I am trying to understand how come there is a phase difference is from the error signal and the output of my PID controller which consisting of I = 1.
As far i've understood should the integration return the area of the graph the error signal gives, but for some reason does not make sense when i simulate it in matlab. It seems to me that area keep growing in different rates, it looks to be offset by the step, and never goes below 0 (subtraction of area. ).
The System itself looks like this P = 1 , and I = 1.
When a PID loop has an error between set point and input signals, that error is used directly in the proportional and integral portions of the loop. In particular, as long as the error is negative, the integral will be applying its effect in the positive direction; not until the error is positive will the integral switch and apply its effect in the negative direction.
The terms "integral," "proportional" and "derivative" speak exactly to the mathematical properties of these respective parts of the loop. In particular, if the error is an exact sine wave, the proportional will match with an in-phase sine wave. The integral of a sine wave is another sine wave that is phase-shifted, and similarly with the derivative, so graphing all of these together will show two in-phase sine waves, and two other sine waves in other phases, one "before" and the other "after" the error phase.
When a loop is applied in a manner which would decrease the error over time, the effect of the proportional term is to bring the error term to a constant state - not necessarily zero. The effect of the integral term is to push the error term towards zero - push too hard and overshoot occurs. The effect of the derivative term is to push the error away from zero - this counteracts integral overshoot, but can also prevent steady-state operation.
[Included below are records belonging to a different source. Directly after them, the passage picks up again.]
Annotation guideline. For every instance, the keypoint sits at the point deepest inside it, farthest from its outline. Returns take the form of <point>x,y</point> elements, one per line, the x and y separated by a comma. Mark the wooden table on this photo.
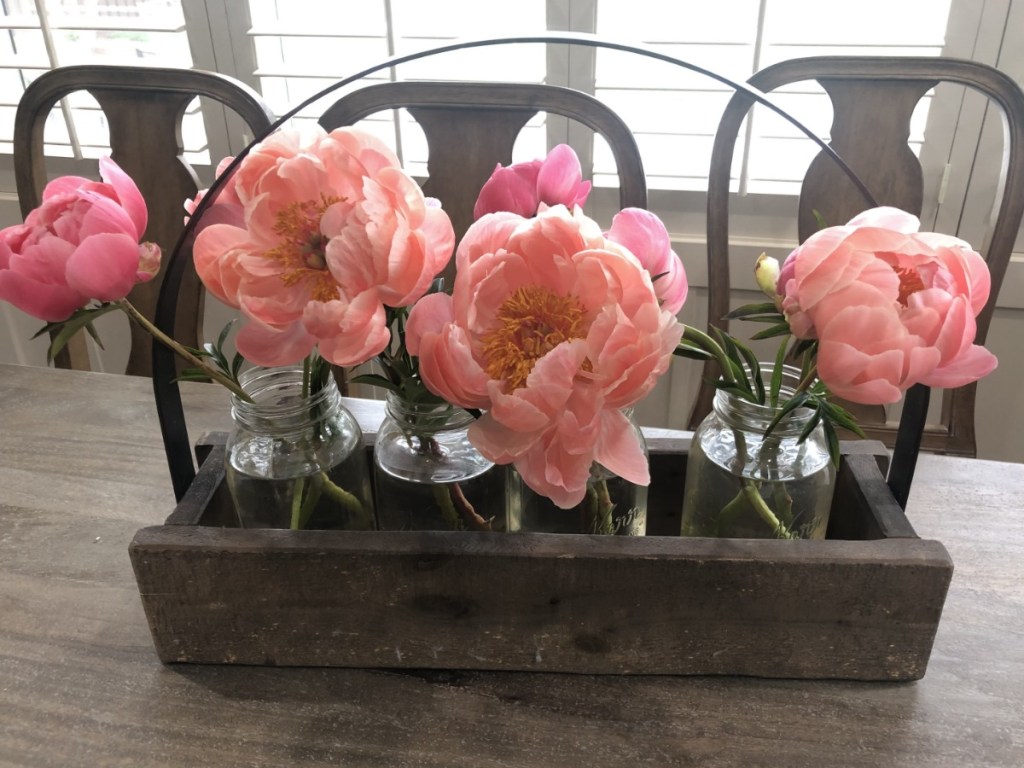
<point>82,469</point>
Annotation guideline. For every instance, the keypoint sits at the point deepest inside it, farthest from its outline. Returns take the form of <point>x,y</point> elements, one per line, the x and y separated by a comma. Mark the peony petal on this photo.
<point>428,315</point>
<point>620,449</point>
<point>48,302</point>
<point>128,195</point>
<point>264,345</point>
<point>104,266</point>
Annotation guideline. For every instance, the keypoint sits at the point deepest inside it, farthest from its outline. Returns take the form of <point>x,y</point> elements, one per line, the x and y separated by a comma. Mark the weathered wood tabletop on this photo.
<point>82,469</point>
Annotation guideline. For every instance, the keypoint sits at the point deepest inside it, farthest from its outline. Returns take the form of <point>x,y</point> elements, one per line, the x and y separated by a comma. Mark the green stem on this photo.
<point>762,508</point>
<point>181,351</point>
<point>707,343</point>
<point>297,503</point>
<point>346,499</point>
<point>812,374</point>
<point>449,511</point>
<point>604,508</point>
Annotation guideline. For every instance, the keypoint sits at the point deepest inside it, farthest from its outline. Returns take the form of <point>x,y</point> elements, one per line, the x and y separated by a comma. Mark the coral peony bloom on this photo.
<point>890,306</point>
<point>644,235</point>
<point>522,187</point>
<point>81,244</point>
<point>553,330</point>
<point>332,231</point>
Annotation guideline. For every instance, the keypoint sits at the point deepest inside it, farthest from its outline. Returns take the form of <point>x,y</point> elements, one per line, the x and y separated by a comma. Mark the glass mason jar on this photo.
<point>294,460</point>
<point>741,484</point>
<point>427,474</point>
<point>612,505</point>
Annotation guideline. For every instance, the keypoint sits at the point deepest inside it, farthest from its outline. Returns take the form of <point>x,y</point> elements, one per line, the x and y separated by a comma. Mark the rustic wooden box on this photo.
<point>863,604</point>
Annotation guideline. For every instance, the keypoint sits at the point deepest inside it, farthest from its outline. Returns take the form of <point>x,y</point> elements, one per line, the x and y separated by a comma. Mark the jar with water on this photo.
<point>611,505</point>
<point>740,483</point>
<point>296,459</point>
<point>427,474</point>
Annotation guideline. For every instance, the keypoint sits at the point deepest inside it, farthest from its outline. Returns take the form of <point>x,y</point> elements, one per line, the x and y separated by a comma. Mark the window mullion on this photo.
<point>51,55</point>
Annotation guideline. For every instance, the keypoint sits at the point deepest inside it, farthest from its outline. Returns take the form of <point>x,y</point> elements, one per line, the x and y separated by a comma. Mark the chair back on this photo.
<point>873,98</point>
<point>143,108</point>
<point>471,127</point>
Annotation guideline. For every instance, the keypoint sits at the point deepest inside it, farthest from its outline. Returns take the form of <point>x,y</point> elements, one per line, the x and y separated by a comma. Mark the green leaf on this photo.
<point>788,407</point>
<point>811,424</point>
<point>91,329</point>
<point>779,329</point>
<point>692,353</point>
<point>776,374</point>
<point>766,307</point>
<point>842,418</point>
<point>755,371</point>
<point>766,318</point>
<point>833,440</point>
<point>78,321</point>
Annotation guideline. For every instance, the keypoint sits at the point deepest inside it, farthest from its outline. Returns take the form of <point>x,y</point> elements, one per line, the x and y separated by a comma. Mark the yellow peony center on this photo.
<point>529,324</point>
<point>909,283</point>
<point>302,248</point>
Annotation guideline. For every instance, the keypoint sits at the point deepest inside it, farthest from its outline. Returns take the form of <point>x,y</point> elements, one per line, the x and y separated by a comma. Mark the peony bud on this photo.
<point>766,273</point>
<point>148,261</point>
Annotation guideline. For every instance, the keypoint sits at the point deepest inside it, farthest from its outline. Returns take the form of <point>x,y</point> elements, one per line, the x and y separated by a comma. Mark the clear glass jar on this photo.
<point>741,484</point>
<point>294,460</point>
<point>427,474</point>
<point>612,505</point>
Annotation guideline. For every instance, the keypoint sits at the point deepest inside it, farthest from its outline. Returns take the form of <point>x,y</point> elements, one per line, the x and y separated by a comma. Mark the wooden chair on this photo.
<point>872,99</point>
<point>470,127</point>
<point>143,108</point>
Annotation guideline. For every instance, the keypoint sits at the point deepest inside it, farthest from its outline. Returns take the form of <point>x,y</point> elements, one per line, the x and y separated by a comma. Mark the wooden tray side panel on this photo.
<point>864,604</point>
<point>459,601</point>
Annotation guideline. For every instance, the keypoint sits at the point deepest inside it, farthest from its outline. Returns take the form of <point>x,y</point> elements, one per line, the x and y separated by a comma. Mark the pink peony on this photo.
<point>332,232</point>
<point>644,235</point>
<point>81,244</point>
<point>890,306</point>
<point>522,187</point>
<point>553,330</point>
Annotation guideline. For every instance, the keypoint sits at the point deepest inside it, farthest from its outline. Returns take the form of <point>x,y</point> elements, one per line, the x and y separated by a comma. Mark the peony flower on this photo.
<point>644,235</point>
<point>332,231</point>
<point>522,187</point>
<point>81,244</point>
<point>553,330</point>
<point>890,306</point>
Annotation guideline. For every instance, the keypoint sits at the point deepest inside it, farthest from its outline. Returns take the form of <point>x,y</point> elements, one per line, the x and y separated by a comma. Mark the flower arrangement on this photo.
<point>867,309</point>
<point>553,328</point>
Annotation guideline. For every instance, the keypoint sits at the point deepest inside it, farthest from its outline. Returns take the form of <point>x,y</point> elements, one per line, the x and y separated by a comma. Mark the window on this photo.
<point>37,36</point>
<point>675,113</point>
<point>296,55</point>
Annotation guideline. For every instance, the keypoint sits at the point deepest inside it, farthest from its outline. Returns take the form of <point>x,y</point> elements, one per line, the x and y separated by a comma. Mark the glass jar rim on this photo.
<point>740,413</point>
<point>278,404</point>
<point>407,412</point>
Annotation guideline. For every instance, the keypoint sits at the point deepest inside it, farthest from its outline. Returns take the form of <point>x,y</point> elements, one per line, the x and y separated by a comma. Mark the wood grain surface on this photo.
<point>80,683</point>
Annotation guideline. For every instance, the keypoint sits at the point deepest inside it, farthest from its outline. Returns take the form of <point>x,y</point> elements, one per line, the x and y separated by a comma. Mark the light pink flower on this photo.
<point>644,235</point>
<point>890,306</point>
<point>332,232</point>
<point>553,330</point>
<point>81,244</point>
<point>521,187</point>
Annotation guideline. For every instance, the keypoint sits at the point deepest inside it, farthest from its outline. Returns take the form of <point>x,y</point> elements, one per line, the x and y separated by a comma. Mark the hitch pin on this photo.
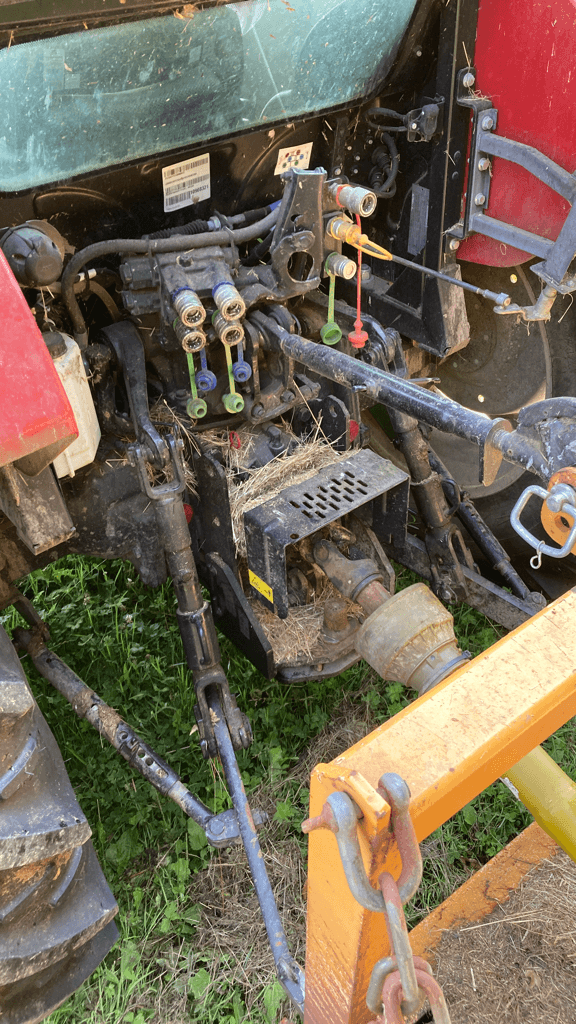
<point>500,298</point>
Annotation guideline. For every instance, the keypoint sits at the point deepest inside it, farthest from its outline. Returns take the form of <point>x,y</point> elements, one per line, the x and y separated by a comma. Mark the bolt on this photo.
<point>324,820</point>
<point>321,551</point>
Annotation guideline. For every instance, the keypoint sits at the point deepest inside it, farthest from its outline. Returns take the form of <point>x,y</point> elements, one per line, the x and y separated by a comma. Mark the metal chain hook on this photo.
<point>536,559</point>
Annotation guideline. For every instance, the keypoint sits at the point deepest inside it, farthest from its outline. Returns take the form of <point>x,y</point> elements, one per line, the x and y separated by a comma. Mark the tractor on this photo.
<point>286,300</point>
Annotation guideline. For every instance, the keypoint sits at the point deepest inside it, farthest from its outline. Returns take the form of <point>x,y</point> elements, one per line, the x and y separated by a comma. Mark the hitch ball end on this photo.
<point>410,639</point>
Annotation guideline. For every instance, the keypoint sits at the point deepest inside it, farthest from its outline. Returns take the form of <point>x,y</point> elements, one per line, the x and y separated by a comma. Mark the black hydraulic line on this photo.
<point>386,388</point>
<point>88,705</point>
<point>176,243</point>
<point>249,217</point>
<point>500,298</point>
<point>258,251</point>
<point>289,974</point>
<point>379,160</point>
<point>193,227</point>
<point>479,529</point>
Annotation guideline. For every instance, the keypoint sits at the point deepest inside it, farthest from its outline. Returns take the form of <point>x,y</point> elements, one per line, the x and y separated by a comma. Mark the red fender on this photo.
<point>35,412</point>
<point>526,61</point>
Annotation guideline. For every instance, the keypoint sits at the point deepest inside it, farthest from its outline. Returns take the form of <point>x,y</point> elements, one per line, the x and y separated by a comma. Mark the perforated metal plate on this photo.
<point>363,479</point>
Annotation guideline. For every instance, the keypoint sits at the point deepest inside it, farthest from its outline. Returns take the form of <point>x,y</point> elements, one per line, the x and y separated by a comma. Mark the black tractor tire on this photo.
<point>56,911</point>
<point>548,350</point>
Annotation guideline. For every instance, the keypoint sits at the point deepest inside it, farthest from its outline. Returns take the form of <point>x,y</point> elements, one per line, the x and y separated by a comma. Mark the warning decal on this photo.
<point>186,183</point>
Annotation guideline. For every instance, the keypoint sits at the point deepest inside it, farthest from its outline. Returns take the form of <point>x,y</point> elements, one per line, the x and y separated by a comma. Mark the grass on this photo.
<point>192,946</point>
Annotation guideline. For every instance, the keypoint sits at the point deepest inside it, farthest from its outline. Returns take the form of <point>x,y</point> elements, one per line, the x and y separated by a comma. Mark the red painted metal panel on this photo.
<point>34,408</point>
<point>526,61</point>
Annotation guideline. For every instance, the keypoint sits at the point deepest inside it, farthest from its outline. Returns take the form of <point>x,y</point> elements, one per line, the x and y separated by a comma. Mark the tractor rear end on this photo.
<point>273,324</point>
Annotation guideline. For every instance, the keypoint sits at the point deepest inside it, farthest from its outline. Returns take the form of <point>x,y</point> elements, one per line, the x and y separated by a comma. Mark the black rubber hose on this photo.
<point>176,243</point>
<point>258,251</point>
<point>394,157</point>
<point>250,217</point>
<point>193,227</point>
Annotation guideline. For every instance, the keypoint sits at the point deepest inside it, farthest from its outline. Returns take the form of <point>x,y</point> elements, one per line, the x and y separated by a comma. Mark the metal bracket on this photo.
<point>561,499</point>
<point>138,457</point>
<point>485,144</point>
<point>340,815</point>
<point>237,722</point>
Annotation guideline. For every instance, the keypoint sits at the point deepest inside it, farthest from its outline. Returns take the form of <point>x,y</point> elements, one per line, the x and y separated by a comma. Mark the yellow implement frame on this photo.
<point>449,745</point>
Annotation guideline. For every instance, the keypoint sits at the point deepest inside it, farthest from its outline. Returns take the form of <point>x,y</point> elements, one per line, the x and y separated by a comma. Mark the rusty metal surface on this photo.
<point>55,907</point>
<point>449,745</point>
Taking the system you have, notice that the proportional (in yellow) exactly mirrors the error (in purple), while the integral (in blue) is also mirrored and $\pi\over 2$ behind in phase from the error. Further, it is clear that as the integral part works to reduce the difference between the total output and the error, the proportional part of the output converges to $0$ while the integral part converges to match the input (in red). The total output is $100$% integral at $t=\infty$ since the proportional part has gone to $0$.